Consider running a MapReduce job that reads data from HDFS and performs some aggregation and writes the output back to HDFS. Now, mapper jobs will read data from HDFS and write the output to the local filesystem after completion and Reduce pulls that data and runs the reduce process on it. After which, it writes the output to HDFS (not considering the spill mechanism of mapper and reducer).

Now, let's say you want to perform another aggregation on the output data so you will execute another MapReduce job on the output data which will go through a similar I/O process. So the following is the logical representation of how iterative operations will run in MapReduce.
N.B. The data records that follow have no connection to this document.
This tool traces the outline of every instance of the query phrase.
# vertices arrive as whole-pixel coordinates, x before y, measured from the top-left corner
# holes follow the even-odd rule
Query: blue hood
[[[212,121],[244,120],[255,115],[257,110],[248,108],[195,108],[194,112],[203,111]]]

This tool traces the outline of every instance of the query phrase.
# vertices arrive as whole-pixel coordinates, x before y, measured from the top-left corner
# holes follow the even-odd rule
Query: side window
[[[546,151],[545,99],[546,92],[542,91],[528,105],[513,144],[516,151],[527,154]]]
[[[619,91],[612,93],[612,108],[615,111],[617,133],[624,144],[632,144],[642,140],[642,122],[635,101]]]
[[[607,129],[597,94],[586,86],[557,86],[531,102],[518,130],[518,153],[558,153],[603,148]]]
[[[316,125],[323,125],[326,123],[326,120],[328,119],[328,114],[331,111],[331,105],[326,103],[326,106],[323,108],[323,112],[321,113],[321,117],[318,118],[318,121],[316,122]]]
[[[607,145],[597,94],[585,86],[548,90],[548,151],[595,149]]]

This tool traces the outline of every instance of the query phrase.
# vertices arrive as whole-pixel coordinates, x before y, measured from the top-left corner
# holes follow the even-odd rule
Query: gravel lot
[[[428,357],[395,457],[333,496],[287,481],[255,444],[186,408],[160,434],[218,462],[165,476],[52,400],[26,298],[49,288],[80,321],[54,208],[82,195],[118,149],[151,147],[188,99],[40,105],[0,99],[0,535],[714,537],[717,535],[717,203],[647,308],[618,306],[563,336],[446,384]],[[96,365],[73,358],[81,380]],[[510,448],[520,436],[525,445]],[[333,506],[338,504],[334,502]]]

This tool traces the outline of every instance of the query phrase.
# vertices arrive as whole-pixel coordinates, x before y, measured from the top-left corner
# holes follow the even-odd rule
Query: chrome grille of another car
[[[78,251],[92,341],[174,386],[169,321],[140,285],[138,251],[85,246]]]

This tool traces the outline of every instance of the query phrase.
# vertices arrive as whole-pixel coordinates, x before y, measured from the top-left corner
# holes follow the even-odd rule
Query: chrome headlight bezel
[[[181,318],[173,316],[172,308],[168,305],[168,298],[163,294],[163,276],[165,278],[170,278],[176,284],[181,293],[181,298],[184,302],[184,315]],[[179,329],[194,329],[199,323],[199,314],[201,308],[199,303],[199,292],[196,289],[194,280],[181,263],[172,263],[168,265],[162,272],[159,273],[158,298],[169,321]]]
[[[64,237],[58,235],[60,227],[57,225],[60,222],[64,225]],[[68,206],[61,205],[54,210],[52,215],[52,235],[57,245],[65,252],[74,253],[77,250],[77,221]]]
On the other hand, Spark will not perform such I/O in most of the cases for the job previously described. Data will be read from HDFS once and then Spark will perform in memory transformation on RDD for every iteration. The output of every step (that is, another RDD) will be stored in the distributed cluster memory. The following is the logical representation of the same job in Spark:

Now, here is a catch. What if the size of the intermediate results is more than the distributed memory size? In that case, Spark will spill that RDD to disk.

  • Interactive Processing: Another benefit of the data structure of Spark over MapReduce or Hadoop can be seen when the user wants to run some ad-hoc queries on the data placed on some stable storage.

Let's say you are trying to run some MapReduce jobs (or Hive queries) on the data to do some analysis. If you are running multiple queries on same input data, MapReduce will read the data from storage, let's say HDFS, every time you run the query. A logical representation of that can be as follows:

On the other hand, Spark provides a mechanism to persist an RDD in memory (different mechanisms of persisting RDD will be discussed later in Chapter 4, Understanding the Spark Programming Model). So, you can execute one job and save RDD in memory. Then, other analytics can be executed on the same RDD without reading the data from HDFS again. The following is the logical representation of that:

When a Spark job encounters Spark Action 1, it executes the DAG and calculates the RDD. Then the RDD will be persisted in memory and Spark Action 1 will be performed on the RDD. Afterwards, Spark Action 2 and Spark Action 3 will be performed in the same RDD. So, this model helps to save lot of I/O from the stable storage in case of interactive processing.